「漢服を着るときのメイクと普段との最大の違いは眉と目で、眉毛は柔らかく細い方がよい。アイラインは橙と赤の2色が多い」。夜10時、孫珊さんはメイクルームを片付けながら記者に紹介した。ほかの「アルバイト」と違い、中秋節や元宵節などの伝統行事になると、孫珊さんは休むどころか忙しくなる。
「今年の中秋節前後は20件以上の注文を受けた。中国の伝統衣装を着て中秋節を過ごすことが若者の間で流行している」と話す今年29歳のメイクアップアーティストの孫珊さんは、中国スタイルの写真館を開き、漢服愛好家にメイクとスタイリング、衣装レンタル、写真撮影などのサービスを提供している。
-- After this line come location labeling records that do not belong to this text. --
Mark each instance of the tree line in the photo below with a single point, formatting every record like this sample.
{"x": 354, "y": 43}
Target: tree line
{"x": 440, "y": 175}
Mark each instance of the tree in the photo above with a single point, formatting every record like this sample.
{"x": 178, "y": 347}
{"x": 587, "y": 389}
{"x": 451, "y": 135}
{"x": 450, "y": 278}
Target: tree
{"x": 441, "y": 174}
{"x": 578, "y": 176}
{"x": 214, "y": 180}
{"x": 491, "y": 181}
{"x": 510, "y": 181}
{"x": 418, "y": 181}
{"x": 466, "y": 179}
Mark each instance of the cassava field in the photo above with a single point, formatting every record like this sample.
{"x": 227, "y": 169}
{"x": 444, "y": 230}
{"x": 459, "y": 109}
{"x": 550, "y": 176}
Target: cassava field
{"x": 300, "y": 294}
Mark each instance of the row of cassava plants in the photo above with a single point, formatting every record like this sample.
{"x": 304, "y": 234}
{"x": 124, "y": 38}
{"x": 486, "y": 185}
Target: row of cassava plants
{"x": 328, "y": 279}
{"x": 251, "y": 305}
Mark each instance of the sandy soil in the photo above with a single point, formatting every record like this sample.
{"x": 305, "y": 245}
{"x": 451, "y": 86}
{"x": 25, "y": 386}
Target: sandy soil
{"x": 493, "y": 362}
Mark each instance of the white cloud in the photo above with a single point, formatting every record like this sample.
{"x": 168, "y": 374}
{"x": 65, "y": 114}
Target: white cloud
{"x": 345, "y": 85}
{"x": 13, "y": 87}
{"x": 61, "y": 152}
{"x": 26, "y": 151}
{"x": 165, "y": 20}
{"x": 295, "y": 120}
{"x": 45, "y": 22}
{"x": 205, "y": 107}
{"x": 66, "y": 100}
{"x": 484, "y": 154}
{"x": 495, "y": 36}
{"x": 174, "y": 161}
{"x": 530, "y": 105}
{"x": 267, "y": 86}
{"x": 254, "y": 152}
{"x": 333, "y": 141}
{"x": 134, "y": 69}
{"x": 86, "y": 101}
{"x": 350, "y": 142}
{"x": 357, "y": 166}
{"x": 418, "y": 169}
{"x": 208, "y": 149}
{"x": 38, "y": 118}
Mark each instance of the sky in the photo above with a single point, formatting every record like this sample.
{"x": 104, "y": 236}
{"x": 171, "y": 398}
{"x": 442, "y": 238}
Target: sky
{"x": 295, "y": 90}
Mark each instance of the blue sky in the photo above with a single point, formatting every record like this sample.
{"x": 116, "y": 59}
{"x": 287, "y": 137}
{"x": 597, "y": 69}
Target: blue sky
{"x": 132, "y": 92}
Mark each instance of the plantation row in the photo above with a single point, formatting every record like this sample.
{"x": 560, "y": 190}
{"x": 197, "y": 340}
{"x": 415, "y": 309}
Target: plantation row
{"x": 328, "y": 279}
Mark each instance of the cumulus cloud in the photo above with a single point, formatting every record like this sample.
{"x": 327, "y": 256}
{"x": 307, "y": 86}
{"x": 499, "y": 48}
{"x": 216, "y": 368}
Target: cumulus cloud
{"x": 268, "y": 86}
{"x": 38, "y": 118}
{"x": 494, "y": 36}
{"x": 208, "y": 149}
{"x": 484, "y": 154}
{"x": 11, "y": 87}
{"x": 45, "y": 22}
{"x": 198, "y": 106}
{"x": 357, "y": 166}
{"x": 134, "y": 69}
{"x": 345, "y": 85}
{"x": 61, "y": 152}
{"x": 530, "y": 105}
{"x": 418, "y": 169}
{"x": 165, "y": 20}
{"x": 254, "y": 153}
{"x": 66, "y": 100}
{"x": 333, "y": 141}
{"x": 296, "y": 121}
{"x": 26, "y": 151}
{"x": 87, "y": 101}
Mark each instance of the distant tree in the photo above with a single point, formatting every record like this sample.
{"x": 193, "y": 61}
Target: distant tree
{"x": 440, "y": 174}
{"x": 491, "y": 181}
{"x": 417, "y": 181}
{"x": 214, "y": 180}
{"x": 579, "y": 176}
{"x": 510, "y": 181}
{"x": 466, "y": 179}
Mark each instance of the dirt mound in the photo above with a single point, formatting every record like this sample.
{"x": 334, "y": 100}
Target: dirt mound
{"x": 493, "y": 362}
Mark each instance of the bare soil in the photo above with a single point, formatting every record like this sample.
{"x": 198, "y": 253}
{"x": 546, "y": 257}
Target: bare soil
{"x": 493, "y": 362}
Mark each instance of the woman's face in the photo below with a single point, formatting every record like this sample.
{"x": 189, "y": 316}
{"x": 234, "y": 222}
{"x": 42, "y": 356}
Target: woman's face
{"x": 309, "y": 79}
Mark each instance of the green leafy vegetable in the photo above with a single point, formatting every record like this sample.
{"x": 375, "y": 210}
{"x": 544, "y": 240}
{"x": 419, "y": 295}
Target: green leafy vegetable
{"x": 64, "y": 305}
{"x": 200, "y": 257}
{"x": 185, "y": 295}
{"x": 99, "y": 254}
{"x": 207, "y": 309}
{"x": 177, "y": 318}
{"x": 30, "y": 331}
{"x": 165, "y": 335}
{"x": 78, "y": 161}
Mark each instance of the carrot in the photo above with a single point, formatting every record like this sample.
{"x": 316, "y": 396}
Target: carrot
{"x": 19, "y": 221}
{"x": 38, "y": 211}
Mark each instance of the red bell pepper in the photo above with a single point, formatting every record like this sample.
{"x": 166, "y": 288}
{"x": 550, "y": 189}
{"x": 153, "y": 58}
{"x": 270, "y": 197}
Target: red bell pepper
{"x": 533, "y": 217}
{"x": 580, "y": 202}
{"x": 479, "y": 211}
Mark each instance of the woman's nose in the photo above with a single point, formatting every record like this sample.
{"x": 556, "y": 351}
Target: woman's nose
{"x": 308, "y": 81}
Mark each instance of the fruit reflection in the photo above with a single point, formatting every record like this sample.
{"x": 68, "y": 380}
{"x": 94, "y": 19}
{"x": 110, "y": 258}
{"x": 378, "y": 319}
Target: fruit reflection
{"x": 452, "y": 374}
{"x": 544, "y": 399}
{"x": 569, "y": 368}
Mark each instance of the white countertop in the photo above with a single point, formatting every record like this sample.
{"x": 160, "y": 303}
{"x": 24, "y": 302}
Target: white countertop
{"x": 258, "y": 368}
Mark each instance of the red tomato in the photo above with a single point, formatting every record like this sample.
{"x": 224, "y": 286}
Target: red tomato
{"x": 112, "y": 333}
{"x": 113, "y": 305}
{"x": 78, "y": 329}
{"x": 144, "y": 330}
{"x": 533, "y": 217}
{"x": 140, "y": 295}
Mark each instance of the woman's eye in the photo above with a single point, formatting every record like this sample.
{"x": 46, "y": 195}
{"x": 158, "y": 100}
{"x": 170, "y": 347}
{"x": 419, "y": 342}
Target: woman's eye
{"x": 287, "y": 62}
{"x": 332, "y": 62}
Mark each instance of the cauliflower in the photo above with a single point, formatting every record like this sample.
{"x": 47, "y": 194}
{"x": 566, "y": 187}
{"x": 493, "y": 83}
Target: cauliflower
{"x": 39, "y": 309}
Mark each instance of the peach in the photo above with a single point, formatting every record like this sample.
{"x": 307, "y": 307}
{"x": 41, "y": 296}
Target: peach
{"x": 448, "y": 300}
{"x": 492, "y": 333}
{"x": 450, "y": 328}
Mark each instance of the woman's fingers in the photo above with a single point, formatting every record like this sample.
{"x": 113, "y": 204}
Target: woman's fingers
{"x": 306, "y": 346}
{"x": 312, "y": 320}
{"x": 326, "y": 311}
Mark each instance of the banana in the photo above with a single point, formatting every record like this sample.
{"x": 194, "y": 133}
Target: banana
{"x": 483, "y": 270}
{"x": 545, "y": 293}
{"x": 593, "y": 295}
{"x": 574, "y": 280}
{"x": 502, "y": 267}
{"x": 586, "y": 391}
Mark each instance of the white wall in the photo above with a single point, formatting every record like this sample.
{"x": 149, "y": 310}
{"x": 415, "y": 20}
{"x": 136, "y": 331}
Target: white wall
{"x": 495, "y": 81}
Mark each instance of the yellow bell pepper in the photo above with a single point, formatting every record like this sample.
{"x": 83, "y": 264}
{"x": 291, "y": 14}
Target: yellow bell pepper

最近、かんざしをつけて扇子を持った漢服スタイルが若者の間で新たなトレンドとなっている。彼らは意欲的に時間と労力を費やして漢服を人に紹介し、ニッチ文化の輪を広げ、漢服経済の発展を促している。
艾媒諮詢の『2022-2023年中国漢服産業の現状と消費行為のデータ研究報告』によると、2022年の漢服経済の市場規模は前年比23.4%増の125億4000万元に達し、2025年は191億1000万元に達する見通し。
徐々に頭角を現した漢服経済は漢服愛好者の注目を集め、起業の新たなブームとなり、これまで注目されていなかった関連の職業にも波及した。メイクアップアーティストの孫珊さんが提供するメイク・スタイリングサービスもその1つである。
26歳の「かんざし娘」の小林さんは、主にオンラインで仕事をしている。客から気に入ったかんざしの写真が送られてくると、小林さんは注文内容を確認し、自宅にある小さいスタジオで制作し、完成品を発送する。